The Audi Q3 is an automobile by Audi AG of Germany that is expected to debut commercially in 2011. The five-door coupe crossover will be aimed as more of a lifestyle/sports car, rather than for the family/off-road market its larger Q5 & Q7 siblings aim for. The Q3 will slot above the proposed Audi Q1. The car will use the Volkswagen Group A5 (PQ35) platform of the Volkswagen Golf Mk5, the same as the Volkswagen Tiguan/SEAT Tribu small SUVs. It will join the similarly-sized but competitive BMW X1 in the same model year for launch, and will be similar to the 2009-10 launch of the Mercedes-Benz GLK-Class and Audi Q5 during the same model year.

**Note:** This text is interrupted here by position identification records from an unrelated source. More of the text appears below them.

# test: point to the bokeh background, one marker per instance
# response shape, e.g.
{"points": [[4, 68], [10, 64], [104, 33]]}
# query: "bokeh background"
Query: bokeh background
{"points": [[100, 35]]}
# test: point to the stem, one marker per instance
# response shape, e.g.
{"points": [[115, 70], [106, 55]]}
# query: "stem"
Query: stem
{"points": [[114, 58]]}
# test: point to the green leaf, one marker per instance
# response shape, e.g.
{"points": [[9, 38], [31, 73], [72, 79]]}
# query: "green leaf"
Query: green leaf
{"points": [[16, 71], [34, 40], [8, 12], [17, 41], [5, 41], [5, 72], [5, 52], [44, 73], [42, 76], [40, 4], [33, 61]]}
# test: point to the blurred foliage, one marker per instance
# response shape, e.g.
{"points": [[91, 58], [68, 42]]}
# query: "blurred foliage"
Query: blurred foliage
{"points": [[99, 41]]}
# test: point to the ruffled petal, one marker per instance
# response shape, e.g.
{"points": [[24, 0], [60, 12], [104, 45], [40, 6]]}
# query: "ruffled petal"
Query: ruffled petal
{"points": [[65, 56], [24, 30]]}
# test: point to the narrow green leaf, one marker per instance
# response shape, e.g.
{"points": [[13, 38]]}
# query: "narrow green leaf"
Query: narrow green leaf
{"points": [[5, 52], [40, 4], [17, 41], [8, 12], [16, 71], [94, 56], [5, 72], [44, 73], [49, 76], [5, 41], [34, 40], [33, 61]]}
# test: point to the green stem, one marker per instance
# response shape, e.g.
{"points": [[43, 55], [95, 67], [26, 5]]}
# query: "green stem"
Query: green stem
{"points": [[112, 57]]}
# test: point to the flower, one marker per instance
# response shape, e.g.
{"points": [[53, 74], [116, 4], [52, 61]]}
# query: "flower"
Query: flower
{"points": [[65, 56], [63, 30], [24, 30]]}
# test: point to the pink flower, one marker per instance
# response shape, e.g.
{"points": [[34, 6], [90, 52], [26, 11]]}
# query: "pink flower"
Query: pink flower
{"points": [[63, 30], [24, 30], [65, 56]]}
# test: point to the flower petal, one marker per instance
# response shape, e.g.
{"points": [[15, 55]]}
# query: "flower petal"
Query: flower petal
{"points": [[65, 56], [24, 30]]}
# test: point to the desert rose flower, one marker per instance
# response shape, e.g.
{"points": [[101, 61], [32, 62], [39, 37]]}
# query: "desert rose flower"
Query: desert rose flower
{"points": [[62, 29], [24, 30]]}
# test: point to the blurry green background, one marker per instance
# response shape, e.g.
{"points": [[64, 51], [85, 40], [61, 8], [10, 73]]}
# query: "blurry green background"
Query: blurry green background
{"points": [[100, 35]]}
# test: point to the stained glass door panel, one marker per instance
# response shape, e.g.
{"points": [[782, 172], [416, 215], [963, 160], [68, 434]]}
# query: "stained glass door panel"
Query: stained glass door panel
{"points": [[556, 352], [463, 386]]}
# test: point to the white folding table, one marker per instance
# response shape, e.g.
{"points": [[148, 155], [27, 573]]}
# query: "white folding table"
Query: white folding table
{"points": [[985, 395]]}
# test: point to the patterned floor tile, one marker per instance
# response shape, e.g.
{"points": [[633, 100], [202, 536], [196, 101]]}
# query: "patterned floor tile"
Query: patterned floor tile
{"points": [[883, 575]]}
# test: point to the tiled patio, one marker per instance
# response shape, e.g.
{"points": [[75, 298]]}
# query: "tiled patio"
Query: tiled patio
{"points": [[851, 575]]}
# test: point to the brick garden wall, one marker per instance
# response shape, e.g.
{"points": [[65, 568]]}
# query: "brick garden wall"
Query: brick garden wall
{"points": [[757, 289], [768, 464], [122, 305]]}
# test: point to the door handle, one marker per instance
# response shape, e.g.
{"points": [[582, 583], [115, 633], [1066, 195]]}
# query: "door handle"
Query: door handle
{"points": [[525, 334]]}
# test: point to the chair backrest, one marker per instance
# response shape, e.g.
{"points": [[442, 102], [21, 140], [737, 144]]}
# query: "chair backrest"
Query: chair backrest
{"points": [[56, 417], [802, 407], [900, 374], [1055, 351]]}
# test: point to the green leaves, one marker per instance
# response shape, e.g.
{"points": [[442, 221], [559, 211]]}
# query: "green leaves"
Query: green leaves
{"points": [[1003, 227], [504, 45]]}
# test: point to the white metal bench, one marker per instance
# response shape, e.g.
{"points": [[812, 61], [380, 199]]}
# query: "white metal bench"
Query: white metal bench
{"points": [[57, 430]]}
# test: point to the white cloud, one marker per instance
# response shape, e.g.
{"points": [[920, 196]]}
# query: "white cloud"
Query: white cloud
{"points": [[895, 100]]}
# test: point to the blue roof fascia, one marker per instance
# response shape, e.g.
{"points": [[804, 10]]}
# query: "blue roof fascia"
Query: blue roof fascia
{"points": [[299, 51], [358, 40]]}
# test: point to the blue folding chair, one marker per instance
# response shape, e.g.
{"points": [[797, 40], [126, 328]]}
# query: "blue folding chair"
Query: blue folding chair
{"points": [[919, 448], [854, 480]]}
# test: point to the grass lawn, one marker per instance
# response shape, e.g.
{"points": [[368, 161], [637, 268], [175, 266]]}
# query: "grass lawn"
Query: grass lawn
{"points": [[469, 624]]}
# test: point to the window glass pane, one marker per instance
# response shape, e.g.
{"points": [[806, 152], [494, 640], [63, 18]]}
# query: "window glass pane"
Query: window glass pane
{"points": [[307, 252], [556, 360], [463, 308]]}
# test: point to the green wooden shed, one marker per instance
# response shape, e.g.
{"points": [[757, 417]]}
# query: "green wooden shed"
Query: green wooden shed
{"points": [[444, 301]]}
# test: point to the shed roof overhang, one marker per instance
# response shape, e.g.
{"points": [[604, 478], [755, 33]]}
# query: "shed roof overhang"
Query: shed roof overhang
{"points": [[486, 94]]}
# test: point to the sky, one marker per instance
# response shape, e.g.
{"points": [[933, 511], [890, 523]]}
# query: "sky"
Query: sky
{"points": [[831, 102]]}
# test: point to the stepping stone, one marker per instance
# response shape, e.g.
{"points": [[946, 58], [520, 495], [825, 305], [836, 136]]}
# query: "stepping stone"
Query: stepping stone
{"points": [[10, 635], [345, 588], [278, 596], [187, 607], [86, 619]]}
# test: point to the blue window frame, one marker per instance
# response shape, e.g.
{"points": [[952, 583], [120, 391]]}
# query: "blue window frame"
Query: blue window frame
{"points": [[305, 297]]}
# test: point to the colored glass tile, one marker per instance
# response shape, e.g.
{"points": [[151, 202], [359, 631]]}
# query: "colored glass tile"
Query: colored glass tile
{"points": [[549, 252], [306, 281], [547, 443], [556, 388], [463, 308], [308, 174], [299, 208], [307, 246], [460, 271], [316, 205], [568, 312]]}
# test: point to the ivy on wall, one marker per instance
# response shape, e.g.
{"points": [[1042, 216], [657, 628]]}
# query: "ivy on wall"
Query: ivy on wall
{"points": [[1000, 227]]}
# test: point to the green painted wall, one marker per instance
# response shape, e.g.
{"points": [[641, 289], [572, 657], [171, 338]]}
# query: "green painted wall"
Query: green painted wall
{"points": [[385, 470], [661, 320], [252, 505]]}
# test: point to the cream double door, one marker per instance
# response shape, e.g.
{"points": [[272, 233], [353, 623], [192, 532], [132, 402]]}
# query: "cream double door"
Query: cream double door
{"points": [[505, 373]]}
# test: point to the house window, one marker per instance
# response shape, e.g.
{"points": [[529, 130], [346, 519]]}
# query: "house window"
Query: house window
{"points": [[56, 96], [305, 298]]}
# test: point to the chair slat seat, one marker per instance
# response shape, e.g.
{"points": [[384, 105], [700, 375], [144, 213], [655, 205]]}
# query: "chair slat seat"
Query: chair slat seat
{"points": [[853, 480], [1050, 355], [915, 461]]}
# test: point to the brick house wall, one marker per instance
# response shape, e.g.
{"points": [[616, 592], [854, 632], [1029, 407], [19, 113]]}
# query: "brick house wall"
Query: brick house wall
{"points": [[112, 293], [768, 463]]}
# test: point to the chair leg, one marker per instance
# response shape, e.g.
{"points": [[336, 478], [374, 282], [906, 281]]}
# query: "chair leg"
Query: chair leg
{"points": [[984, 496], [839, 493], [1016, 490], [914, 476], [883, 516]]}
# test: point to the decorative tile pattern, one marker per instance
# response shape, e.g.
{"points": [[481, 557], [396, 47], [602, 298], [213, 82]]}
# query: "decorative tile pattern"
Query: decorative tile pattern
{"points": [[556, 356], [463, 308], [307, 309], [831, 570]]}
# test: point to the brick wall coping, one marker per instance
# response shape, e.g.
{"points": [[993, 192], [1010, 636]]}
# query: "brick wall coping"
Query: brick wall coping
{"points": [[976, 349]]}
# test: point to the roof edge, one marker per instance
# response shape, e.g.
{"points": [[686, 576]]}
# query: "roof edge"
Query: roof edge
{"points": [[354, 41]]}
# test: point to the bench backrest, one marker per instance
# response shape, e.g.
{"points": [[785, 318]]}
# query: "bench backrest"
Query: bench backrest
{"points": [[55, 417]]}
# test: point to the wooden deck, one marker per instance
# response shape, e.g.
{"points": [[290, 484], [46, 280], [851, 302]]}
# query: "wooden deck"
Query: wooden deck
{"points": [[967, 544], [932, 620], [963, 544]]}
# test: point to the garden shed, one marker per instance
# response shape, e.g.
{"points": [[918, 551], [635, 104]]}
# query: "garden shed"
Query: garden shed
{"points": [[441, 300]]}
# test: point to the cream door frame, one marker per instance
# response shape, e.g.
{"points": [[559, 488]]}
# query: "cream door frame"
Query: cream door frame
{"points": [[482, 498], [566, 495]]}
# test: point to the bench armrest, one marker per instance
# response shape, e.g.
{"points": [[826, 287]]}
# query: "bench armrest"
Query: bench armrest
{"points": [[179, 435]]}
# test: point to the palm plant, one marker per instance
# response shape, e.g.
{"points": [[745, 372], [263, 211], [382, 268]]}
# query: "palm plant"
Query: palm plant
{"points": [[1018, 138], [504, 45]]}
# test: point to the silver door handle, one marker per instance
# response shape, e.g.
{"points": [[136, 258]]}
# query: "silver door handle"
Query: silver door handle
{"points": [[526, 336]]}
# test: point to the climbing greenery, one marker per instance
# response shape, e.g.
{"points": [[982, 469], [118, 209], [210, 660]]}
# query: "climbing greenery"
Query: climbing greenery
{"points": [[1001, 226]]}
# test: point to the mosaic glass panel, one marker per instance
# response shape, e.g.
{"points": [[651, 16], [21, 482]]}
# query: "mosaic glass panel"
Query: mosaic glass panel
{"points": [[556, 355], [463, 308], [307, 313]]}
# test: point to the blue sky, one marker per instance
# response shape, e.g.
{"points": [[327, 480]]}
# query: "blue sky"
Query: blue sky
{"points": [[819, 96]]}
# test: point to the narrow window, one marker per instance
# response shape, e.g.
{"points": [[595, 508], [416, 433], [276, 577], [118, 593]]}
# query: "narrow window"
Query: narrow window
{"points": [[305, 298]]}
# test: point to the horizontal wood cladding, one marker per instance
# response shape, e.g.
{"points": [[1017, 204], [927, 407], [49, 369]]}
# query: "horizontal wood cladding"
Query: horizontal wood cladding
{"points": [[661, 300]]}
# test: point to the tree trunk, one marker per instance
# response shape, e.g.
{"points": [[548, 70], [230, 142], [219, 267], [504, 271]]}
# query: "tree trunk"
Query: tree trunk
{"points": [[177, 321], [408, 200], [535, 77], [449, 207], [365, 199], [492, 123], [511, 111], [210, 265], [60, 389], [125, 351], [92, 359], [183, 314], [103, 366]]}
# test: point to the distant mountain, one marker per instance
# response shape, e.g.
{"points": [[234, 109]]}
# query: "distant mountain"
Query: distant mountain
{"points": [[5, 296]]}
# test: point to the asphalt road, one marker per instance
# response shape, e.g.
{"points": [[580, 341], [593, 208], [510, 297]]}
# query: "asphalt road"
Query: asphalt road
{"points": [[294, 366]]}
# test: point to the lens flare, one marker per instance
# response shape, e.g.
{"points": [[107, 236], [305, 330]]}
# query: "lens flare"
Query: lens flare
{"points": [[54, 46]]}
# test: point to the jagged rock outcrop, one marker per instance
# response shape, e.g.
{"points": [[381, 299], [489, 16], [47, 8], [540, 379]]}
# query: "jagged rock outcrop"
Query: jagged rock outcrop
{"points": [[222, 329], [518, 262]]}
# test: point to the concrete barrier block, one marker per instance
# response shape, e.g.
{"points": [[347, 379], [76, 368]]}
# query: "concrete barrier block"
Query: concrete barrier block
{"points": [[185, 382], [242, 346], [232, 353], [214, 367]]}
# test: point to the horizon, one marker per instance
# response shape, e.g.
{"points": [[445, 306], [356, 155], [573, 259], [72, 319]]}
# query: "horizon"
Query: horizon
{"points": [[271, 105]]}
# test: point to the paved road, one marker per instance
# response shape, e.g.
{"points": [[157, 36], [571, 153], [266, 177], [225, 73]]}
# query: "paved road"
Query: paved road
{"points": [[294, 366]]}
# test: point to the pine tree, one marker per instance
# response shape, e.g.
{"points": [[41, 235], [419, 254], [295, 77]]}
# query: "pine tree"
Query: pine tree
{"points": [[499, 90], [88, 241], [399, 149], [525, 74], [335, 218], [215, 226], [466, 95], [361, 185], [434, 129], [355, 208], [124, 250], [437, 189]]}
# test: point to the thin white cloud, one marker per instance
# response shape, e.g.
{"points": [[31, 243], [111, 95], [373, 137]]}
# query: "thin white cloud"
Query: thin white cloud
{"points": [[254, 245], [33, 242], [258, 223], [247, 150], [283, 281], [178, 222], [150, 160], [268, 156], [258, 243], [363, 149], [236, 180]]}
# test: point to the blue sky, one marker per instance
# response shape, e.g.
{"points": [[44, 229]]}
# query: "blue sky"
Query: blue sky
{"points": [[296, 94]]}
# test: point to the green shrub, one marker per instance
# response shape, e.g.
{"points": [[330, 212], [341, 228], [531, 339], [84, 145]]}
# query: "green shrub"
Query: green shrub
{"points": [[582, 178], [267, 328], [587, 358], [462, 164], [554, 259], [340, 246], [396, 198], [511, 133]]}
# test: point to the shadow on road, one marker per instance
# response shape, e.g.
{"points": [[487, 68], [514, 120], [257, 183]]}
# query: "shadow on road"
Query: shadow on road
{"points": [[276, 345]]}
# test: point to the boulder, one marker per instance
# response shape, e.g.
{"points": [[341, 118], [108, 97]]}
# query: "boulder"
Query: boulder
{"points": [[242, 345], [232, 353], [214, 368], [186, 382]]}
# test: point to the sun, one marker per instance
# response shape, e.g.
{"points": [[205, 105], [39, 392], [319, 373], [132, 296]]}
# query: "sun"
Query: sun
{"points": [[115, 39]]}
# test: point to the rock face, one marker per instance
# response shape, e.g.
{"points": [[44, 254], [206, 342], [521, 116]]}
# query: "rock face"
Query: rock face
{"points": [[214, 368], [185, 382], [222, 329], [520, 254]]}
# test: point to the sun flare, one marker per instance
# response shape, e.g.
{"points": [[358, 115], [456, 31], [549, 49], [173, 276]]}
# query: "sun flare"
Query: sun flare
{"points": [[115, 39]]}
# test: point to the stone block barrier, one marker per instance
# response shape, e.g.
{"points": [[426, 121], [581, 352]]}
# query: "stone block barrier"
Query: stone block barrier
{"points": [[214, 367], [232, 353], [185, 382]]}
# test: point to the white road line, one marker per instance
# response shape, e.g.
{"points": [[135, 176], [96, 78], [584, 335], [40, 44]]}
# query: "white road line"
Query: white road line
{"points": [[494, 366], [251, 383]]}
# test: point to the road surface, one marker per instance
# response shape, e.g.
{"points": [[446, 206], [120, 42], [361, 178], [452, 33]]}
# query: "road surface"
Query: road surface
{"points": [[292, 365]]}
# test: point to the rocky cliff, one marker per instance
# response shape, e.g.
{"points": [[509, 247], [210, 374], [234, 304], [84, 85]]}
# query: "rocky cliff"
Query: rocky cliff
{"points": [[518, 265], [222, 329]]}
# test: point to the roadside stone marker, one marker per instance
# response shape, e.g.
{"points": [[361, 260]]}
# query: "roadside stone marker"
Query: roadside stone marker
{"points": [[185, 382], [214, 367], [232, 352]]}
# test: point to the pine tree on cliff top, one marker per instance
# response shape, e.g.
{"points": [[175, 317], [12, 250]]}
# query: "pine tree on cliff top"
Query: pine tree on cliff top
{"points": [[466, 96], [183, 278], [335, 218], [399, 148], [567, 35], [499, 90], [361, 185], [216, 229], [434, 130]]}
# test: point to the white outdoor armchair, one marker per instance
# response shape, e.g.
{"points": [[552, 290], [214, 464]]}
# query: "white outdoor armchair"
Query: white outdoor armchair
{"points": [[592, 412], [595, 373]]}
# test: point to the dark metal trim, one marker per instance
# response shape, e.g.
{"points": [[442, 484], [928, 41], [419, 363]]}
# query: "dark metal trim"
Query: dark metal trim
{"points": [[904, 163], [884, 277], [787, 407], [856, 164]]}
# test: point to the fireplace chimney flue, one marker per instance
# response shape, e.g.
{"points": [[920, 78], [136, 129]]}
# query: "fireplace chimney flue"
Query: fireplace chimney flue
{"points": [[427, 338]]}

The car will combine a transverse engine layout with flexible steering and suspension offers. The Q3 will borrow many Golf Mk5, or possibly Golf Mk6, components, such as a Direct-Shift Gearbox (DSG) dual clutch transmission and a 155 kW (208 hp) 2.0 FSI turbo engine featured in the current Golf GTI. The car should also feature a 171 kW (229 hp) 3.0 turbo-diesel V6 & a 210 kW (282 hp) 3.6 FSI V6 for the flagship, the Q3S.
While the car should be available in both front-wheel drive (FWD), and quattro "on-demand" four-wheel drive variants, there will be no height-adjustable suspension, lockable differentials or low-range gearing. Instead, the car will feature larger wheels and a sports suspension.
The car has been approved due to the declining sales large SUVs are currently experiencing, and the public's healthier appetite for smaller crossovers. The company is targeting niche markets to reach its ambitious sales targets, and the Q3 is part of these plans. The production name will undergo change from "Q3" to another name as an agreement with carmaker Infiniti stipulates. Various Audi concept cars have debuted with the name "Cross Coupe" and this name is a possibility for the production Q3.
Audi is producing the Q3 in Martorell (near Barcelona, Spain), a plant founded in 1993 and owned by SEAT, Volkswagen Group's Spanish subsidiary which in 1998 had been awarded as the "Best Factory of the VW Group in the first quarter". The first cars rolled out of the production lines in June 2011 while the decision to produce the Q3 to this plant shall give Audi the ability to produce around 100,000 units per year, with the cost of moving there for production rising to approximately €300 million.